Uiteraard kan je vraagtekens plaatsen bij geheime samenwerking met de vijand tijdens de Koude Oorlog. Maar Van Offelen zelf ziet daar minder graten in. Hij pleit voor samenwerking met communistisch China en neemt, ondanks zijn grote vragen bij staatsgeleide economieën, deel aan de eerste Belgische handelsmissie naar het land. En in feite geeft hij ook zelf zijn visie op zijn samenwerking tijdens een gesprek met een Poolse inlichtingenofficier in Poznań in 1960. ‘Kameraad Sokolak’ probeert hem te rekruteren, maar bijt in het zand. In een laatste poging vraagt hij aan Van Offelen of samenwerking mogelijk is als die geen minister meer is, maar Van Offelen antwoordt: ‘Niet echt, niet echt. Ik ben zo betrokken in maatschappelijke activiteiten dat het niet uitmaakt of ik minister ben of niet. Ik ben ook volksvertegenwoordiger, toen [tijdens zijn samenwerking van 1954 tot 1957] was ik dat niet en ik herhaal dat ik me toen met private aangelegenheden bezighield, die in het Westen een ander karakter hebben. Hier bij jullie is dat anders, iedereen dient het collectief, maar in het Westen maken we een onderscheid tussen maatschappelijke en private engagementen. Onder de privézaken die ik toen ondernam, was er ook economische documentering. Maar dat behoort tot het verleden. Ik had een bureau, maar heb dat geliquideerd. Waarom? Ik weet het niet, uit tijdsgebrek. En daarom wierp ik me op officiële activiteiten. Voor mij is het nu onmogelijk geworden om informatie uit te wisselen.
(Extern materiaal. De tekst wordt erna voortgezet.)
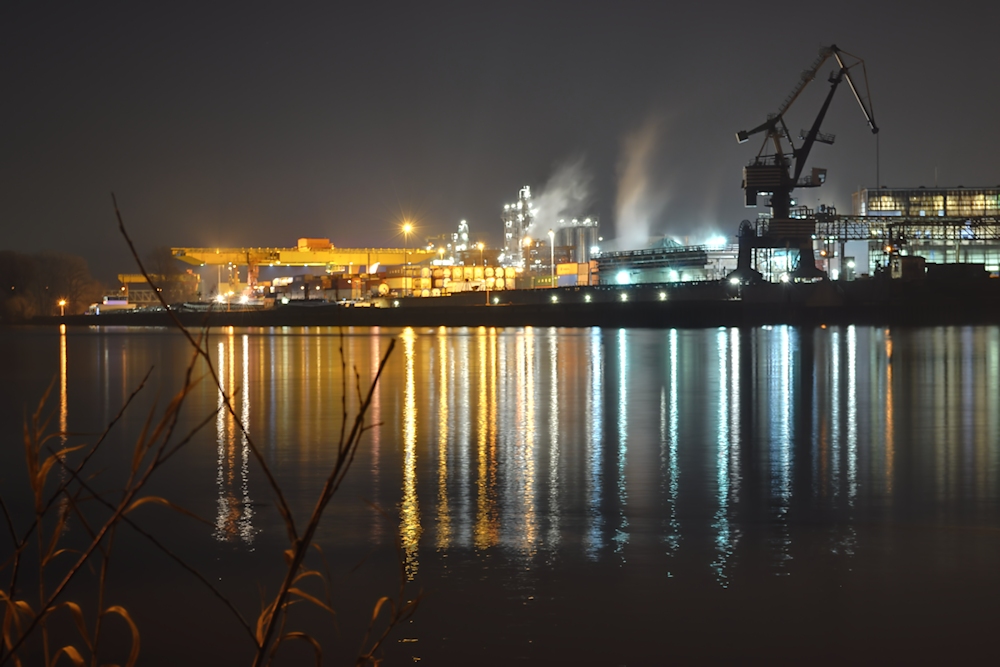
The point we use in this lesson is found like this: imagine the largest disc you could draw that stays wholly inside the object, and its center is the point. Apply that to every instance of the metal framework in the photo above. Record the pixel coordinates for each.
(889, 235)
Ik zeg het u in alle oprechtheid, we zijn goede vrienden.
[…]
Ik begrijp jullie goed, maar ik geef nu vaak veel meer diensten als minister. Kijk maar naar het feit dat ik naar Poznań ben gekomen. Het is de eerste keer dat een minister van Buitenlandse Handel naar Poznań komt. Ik heb de Pools-Belgische Kamer van Koophandel geopend. Dat is de eerste keer, de opening van een kamer van koophandel tussen België en een Oost-Europees land.’